We offer our typical six keys to beating the Lions in one easy-to-digest six-pack of football goodness.
1) Game-plan to Give Jay Cutler Time
The Bears' offensive line has been much better since the Week 2 debacle against Green Bay, and a large part of that was due to an inability or lack of willingness to run the ball. But since then, the Bears have only given up five sacks due to a little extra balance in playcalling and some better blocking from their tight ends. The Lions, though, had a better game against Philadelphia with stopping the run and going after the shaky Michael Vick. Over five games so far, the vaunted defensive line of Detroit has scored twelve sacks, with three of them (two for Cliff Avril) coming against Philadelphia. Is the Lions' line hitting its stride, or just having a good game against a running quarterback? The Bears can't afford to find out.
2) Involve Matt Forte, Frequently
Matt Forte as a runner is pretty damn good, but as a receiver, he's done even more damage. In his eight games against Detroit, he's averaged over twelve yards per reception, over a full yard over his career average of eleven. And his average running the ball against Detroit isn't too shabby either, at almost 85 yards per game. Of the three division opponents, it's who he does his best work against.
3) Return of the Earl
Earl Bennett's only made six receptions for 82 yards on the season, but part of that is due to injury, and the other part is due to Brandon Marshall's 35 receptions of the team's 90 total. Alshon Jeffery filled in that secondary target role fairly well the last three games, but with the team's second-place receptions-getter on the shelf for three weeks, the Bears need someone from the trio of Devin Hester, Earl Bennett and Dane Sanzenbacher to step up. Hester's not been bad in his receiver spots, but that slack needs to be picked up by Bennett.
4) Attack the Secondary
The Lions' secondary has been decimated by injury, although they did get Louis Delmas back. That still doesn't change Jacob Lacey is likely to miss with his concussion, Bill Bentley injured his shoulder, and the team resorted to re-signing Alphonso Smith this week (cutting Keiland Williams in the process). Brandon Marshall will see his share of doubles, but the Lions also need to be aware of Hester's blazing downfield speed.

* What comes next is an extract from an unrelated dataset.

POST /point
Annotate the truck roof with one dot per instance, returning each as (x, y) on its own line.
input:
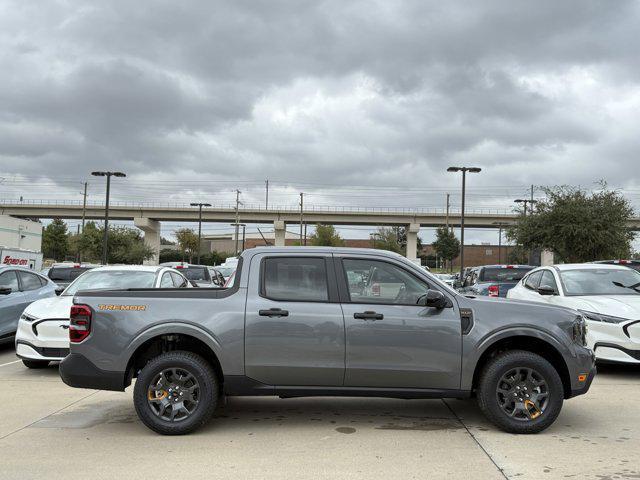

5) Encourage Calvin Johnson's Continued Red Zone Woes
Johnson has only one touchdown this year, and that wasn't even from Matthew Stafford. But he's still on pace to produce career highs in yards and receptions, which means he's producing just about everywhere else except in the red zone. And the Bears do a better job of working on him than others in the league - in nine games, they've limited him to four touchdowns, 5 receptions and 77 yards per game. Which is pretty ridiculous. (Minnesota allows him 62.9 yards, but he's scored twice more in one extra game.)
The point is, Matthew Stafford isn't getting the ball to Johnson too much in the red zone, and part of that is the way defenses are attacking him with man coverage plus a safety over the top. We'll see how a Bears' defense that's played lights out against some admittedly weaker offenses can hold the trend against Johnson. They'll need to.
6) Special Special Teams
The Lions' special teams units outside of Jason Hanson have struggled, in no more evident fashion than allowing punt and kick returns for touchdowns in back to back weeks against Tennessee and Minnesota. Couple that with Devin Hester having five punt and kick returns for touchdowns on Monday nights in his career, as well as a team that he's scored two return touchdowns against, and eleven total return touchdowns at home. Of course a touchdown on special teams would be huge, as fourteen of his return touchdowns have come in wins (let's face it, generally, touchdowns are good things). But there are two factors into this - one, will Detroit's special teams coverages continue to tighten up, and two, is Hester (who will be 30 in about two weeks) starting to hit his decline?